Así es. La vida nos suele reservar el espacio necesario para el aprendizaje contínuo , o mejor, para saber una cosa más cada día. Tenemos nuestro momento.
Es tan exigente, la vida, sin embargo, que nos ajusta a un precio: El de la soledad.
Con demasiada frecuencia vamos en comandita a donde sea. Nos encanta ir al concierto. A la compra. A la playa y la montaña. A clase. Al ocio y al trabajo. A "PLAZA". ¡Y tan ricamente!
Pero ¿y a las lecciones vitales? Para éstas el acceso queda restringido. De uno en uno, y en todo caso cada cual consigo mismo...

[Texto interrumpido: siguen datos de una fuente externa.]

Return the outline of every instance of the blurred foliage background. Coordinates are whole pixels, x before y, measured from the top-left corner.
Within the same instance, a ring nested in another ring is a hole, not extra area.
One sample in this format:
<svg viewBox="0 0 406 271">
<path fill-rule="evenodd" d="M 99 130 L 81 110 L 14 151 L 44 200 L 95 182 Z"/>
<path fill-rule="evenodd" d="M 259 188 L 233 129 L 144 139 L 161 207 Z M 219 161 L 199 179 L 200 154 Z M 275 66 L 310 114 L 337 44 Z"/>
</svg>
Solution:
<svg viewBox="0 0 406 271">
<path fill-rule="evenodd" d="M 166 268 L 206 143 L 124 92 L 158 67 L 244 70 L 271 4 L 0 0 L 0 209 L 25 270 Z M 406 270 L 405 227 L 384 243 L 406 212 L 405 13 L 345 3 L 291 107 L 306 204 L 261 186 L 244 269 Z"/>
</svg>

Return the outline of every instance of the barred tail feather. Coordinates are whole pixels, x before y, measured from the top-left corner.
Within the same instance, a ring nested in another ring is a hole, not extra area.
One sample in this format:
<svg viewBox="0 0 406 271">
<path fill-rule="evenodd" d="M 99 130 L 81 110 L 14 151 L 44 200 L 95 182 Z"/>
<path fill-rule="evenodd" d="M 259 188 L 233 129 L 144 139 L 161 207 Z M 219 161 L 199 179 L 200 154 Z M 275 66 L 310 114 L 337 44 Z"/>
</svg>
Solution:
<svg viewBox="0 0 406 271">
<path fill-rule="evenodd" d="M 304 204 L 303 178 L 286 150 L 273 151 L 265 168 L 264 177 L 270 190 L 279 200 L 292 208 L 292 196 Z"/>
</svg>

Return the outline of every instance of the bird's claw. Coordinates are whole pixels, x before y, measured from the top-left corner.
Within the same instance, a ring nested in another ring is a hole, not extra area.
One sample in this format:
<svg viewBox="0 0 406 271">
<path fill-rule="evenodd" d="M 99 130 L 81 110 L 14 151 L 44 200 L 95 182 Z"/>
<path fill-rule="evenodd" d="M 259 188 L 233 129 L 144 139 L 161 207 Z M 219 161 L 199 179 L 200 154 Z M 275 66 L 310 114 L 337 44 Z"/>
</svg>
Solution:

Así lo que aprendemos nos pertenece y no lo cederemos por nada. Somos dueños absolutos de lo bueno y de lo que no es bueno. Pero por encima de todo, ejercemos plenos poderes sobre lo que construímos sin ayuda externa, en solitario.
¿Qué pasa en esta situación de sorpresa con mi descarrilamiento en el coche? Aquí me tengo y aquí me planto.
Las visitas y atenciones no han faltado desde el instante en que se produjo el hecho glorioso.
Mis hijos, mis nietos, mis hermanos y cuñados. Mis amigos, tantos y tan estupendos. No tengo ni un motivo de queja, todo lo contrario.
Pero ya estamos aquí, con la pelota en el tejado: Sola solita con el muermo pesante de una escayola fría.
Sola dando vueltas a la imagen siniestra que se me presenta una y otra vez por más que intente borrarla con los ojos cerrados. Sola, dejando correr entre las sábanas alguna perla salada a punto de convertirse en lágrima. ¡Ay!
Soledad, diré que solo soledad con tintes reales de compañía.
Eso mismo debió sentir en sus últimos trances por abandonar la tierra firme que lo acogió el Señor Labordeta. Septiembre otoñal, solo una fecha para ambos, él y servidora. Uno, atardeciendo para siempre. Otra, enfrentada a un sol poniente decisivo.
Claro, que a él le llegaba el turno de rendir cuentas inexorables, mientras que yo solo daba parte de siniestro al Seguro.
Ni éste ni la Seguridad Social se han olvidado de mí. Ergo no estaba tan sola. Menos mal.